I have a problem in which I want to search the best location in 3D space using a genetic algorithm, according to some fitness function. Because I am searching for a location, my chromosomes are represented by 3 floating point numbers. Currently, crossing over is done by taking 1 or 2 numbers from one parent and the remainder from the another parent.
When crossing over like this the next generation will only consist of positions that have a similar X, Y or Z coordinate as a chromosome in the starting population. Thus, not much variation is possible. My question is if this is best solved by using another representation for my chromosomes (eg. bits) so more crossover points are possible (also inside a floating point number), or is the better solution to set the mutation rate higher and let mutation add more variation in the next generation?
Assuming that there is spatial-correlation among the points in the 3D-space and the value of the fitness function, it would seem that your cross-over approach doesn't sound like it preserves
the attributes of the parents that resulted in a good phenotype.
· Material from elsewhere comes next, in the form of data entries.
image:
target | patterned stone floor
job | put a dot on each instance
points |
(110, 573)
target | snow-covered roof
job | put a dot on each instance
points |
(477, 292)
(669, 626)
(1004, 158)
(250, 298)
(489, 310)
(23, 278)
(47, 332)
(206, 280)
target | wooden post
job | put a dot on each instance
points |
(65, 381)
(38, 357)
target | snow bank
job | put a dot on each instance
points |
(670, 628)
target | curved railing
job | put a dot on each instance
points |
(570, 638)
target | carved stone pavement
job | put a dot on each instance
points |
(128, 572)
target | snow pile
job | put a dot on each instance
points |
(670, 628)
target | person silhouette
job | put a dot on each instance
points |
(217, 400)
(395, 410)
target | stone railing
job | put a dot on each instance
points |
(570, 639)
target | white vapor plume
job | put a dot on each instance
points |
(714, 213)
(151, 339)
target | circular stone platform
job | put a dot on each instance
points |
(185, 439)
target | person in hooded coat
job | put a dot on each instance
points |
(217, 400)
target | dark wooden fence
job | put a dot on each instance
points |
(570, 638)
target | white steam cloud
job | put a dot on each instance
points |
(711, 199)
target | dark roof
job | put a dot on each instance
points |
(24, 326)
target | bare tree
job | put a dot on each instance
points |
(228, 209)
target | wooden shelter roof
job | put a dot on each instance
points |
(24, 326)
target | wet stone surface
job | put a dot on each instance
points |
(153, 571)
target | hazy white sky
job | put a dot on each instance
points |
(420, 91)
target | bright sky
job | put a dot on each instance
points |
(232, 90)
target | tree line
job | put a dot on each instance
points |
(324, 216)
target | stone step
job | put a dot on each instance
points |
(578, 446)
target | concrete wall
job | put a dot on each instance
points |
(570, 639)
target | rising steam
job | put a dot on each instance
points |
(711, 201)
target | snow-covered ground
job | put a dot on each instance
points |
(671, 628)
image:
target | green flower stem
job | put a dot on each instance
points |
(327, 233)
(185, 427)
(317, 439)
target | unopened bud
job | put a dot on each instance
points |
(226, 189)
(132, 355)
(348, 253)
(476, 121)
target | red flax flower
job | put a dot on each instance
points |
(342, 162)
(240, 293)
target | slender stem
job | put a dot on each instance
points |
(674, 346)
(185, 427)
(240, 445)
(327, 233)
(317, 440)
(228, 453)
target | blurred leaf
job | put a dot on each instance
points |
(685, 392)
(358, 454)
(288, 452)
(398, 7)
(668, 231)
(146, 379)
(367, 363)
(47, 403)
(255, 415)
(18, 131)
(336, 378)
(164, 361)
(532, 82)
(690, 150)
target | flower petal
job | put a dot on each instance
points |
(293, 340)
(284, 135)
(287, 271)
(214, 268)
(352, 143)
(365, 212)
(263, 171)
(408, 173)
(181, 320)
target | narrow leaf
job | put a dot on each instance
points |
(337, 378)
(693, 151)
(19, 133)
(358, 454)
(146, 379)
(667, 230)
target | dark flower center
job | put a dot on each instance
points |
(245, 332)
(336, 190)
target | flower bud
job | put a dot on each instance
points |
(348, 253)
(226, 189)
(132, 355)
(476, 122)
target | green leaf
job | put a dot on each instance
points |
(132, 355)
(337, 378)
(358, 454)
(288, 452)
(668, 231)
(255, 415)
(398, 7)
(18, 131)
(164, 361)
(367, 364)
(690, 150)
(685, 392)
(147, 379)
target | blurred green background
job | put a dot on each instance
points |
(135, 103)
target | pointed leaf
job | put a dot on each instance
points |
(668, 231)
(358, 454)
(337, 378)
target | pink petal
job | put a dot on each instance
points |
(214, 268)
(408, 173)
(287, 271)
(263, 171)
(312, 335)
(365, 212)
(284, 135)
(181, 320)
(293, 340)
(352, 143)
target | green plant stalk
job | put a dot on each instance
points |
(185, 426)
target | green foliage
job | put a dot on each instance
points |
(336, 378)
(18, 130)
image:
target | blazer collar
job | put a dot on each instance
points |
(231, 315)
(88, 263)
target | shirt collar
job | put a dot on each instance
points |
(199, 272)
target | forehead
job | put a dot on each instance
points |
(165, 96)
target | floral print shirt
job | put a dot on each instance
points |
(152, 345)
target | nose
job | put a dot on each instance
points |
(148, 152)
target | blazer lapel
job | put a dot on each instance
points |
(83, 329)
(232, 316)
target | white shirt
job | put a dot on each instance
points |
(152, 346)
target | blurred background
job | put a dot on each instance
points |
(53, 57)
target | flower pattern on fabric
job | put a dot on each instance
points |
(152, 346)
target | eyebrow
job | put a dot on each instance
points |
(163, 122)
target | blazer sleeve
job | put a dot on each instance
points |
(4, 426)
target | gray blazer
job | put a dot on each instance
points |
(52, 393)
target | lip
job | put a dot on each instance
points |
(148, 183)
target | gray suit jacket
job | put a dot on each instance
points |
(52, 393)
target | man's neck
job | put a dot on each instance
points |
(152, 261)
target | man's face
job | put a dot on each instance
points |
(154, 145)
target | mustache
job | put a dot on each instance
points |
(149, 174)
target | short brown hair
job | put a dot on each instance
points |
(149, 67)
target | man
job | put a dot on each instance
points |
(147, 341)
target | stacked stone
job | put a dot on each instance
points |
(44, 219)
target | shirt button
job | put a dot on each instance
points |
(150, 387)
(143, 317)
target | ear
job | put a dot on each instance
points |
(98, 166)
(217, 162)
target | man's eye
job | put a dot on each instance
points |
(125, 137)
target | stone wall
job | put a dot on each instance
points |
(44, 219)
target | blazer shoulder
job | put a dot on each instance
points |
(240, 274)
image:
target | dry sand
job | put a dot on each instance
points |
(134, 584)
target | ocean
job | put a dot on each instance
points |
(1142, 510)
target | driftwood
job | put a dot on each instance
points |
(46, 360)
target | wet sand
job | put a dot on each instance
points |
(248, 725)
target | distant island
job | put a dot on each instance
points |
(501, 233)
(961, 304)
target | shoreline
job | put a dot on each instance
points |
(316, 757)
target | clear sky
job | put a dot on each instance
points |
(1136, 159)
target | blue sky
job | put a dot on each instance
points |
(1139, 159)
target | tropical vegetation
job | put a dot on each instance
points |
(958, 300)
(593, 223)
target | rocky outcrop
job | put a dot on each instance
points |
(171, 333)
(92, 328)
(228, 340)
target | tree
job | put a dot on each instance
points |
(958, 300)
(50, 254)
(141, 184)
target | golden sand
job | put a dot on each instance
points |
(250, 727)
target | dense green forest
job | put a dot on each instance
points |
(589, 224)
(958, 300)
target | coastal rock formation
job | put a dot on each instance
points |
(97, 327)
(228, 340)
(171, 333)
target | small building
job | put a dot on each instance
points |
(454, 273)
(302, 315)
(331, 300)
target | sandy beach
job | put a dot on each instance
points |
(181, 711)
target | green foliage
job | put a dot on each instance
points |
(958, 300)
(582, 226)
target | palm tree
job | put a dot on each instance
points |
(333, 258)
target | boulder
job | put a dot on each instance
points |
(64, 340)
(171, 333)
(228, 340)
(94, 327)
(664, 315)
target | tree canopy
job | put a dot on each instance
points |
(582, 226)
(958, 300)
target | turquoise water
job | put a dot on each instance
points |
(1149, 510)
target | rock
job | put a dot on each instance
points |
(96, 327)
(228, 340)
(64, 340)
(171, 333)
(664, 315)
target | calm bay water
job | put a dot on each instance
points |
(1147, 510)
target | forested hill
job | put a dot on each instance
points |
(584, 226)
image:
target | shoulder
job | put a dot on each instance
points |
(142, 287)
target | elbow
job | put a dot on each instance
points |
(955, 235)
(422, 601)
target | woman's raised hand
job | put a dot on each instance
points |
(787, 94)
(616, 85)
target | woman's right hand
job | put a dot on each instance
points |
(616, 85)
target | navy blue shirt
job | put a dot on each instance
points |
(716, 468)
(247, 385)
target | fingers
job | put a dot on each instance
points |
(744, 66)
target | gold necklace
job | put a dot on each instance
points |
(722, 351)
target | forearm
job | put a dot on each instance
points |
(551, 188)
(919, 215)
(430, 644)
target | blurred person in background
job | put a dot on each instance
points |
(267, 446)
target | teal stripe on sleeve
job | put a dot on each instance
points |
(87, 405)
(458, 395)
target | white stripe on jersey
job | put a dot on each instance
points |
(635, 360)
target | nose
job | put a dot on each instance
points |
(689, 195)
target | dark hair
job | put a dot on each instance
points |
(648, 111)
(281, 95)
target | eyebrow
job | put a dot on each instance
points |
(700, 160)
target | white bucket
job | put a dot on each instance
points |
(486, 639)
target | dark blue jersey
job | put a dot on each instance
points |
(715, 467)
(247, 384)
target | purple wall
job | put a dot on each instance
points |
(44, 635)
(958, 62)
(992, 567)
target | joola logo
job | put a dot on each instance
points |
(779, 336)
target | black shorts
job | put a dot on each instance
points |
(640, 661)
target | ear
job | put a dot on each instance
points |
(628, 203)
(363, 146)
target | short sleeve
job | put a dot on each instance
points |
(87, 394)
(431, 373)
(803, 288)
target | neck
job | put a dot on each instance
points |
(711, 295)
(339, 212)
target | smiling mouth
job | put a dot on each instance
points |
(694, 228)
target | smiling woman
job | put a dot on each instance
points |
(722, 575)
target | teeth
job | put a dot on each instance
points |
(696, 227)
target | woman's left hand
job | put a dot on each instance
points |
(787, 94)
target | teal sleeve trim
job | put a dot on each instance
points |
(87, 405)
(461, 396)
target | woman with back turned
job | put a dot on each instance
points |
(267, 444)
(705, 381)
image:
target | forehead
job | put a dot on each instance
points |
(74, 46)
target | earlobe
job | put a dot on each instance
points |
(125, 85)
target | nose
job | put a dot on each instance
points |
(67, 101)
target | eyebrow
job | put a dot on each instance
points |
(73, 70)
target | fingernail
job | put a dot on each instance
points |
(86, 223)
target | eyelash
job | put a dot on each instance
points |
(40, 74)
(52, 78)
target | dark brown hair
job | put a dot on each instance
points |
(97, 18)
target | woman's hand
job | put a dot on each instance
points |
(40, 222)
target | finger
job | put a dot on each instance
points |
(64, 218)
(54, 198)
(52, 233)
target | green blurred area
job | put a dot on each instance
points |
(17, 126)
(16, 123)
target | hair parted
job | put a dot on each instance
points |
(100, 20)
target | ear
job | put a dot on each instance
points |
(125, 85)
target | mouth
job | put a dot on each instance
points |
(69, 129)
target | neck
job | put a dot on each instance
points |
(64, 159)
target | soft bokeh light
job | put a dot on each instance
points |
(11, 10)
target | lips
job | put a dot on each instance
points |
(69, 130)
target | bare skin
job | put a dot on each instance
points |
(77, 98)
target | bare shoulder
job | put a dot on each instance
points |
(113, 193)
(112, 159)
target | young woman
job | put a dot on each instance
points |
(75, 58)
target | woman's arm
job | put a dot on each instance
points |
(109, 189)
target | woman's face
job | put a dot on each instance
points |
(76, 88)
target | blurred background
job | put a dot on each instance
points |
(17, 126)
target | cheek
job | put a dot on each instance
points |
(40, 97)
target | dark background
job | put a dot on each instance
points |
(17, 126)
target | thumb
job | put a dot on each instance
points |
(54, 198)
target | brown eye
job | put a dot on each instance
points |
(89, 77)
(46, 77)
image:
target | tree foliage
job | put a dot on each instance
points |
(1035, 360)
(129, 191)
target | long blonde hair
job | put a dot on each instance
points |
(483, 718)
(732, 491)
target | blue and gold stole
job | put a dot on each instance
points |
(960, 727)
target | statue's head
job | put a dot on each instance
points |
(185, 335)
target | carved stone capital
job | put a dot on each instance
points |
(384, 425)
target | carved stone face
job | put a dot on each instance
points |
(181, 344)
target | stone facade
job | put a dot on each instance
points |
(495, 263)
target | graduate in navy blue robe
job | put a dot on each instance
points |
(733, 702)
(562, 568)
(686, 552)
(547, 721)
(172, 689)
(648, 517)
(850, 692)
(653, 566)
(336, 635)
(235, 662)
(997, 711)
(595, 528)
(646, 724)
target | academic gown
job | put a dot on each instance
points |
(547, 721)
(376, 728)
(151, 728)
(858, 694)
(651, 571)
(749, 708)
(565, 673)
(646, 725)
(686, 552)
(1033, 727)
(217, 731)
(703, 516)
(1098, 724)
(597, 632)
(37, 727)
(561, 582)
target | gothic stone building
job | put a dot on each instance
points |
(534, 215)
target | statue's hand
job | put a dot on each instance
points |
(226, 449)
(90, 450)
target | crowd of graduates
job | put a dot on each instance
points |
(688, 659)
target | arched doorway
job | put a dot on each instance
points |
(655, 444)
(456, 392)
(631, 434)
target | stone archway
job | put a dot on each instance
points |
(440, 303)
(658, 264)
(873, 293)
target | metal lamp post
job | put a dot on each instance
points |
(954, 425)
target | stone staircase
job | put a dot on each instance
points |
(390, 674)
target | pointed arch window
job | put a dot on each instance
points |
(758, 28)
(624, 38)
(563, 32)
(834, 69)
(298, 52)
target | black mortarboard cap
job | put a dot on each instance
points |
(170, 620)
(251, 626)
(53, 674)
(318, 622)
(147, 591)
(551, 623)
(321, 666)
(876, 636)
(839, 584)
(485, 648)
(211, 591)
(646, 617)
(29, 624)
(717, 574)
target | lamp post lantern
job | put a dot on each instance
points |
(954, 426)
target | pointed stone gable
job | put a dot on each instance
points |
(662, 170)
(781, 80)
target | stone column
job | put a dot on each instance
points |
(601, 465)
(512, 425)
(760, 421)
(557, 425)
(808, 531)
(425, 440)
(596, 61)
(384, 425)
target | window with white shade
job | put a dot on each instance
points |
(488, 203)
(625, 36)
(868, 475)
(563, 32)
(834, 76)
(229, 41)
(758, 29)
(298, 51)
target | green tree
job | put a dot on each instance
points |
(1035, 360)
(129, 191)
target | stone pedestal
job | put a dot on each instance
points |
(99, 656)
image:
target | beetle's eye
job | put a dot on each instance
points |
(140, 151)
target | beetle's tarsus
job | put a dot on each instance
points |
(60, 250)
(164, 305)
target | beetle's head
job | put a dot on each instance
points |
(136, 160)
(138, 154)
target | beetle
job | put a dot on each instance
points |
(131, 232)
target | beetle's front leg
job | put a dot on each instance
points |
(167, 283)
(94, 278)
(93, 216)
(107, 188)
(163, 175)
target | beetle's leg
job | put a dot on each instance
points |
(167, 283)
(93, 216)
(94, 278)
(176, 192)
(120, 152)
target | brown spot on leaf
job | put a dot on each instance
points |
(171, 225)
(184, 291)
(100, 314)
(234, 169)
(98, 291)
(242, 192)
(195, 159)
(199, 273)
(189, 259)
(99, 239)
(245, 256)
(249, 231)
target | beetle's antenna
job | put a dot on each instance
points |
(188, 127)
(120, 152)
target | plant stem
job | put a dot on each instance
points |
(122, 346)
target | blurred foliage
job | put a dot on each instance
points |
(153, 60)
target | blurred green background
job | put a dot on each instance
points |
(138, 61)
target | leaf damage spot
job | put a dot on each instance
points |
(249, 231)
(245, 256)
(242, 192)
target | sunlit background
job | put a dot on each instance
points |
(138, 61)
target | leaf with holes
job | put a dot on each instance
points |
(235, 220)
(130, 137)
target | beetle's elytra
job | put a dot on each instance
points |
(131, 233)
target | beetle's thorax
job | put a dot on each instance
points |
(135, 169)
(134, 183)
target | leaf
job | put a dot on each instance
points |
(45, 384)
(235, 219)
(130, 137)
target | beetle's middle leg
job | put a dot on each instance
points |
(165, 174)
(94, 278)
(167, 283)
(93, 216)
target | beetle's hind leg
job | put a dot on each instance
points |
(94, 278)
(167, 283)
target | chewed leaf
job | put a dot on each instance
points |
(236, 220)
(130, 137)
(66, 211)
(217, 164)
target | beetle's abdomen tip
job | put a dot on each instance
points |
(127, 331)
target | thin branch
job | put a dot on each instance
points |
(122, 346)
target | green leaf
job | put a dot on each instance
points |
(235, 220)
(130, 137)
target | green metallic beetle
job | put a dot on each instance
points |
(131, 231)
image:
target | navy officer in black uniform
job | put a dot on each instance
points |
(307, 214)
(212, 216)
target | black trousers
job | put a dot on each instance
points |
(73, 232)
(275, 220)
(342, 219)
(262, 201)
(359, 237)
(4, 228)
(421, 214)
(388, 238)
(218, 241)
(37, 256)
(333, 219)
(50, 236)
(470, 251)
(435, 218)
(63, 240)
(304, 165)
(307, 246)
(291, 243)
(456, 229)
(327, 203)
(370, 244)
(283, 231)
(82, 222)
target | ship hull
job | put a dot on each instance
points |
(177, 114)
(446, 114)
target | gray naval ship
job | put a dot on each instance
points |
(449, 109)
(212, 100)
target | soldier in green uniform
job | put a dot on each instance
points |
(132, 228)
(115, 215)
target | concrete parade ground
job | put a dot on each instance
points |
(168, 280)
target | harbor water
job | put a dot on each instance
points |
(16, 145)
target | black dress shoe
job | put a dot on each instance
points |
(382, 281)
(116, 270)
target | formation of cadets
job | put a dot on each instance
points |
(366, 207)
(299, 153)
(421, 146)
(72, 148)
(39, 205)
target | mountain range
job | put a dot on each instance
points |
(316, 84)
Combining some of the axis coordinates at random is likely to result in a point that is placed far away from both parents, and it is thus worth as much as a random mutation step.
I would to the following things:
parthegenesis : allow single-parent to produce with probability p a child located in a random position within a 3D sphere of ray r centred on the parent. Useful for local adjustments
crossover : the child is positioned on the straight line that joins the two parents, at a random percentage % value position.
combination : with probability p'' the child follows your current crossover rule rather than my crossover definition
random mutations : with probability p''' the child is the result of completely change one or more value of the parent at random
In some practical applications I preferred to not getting rid of the best 1% of the current population, just to keep the best genotypes so far around in the genepool.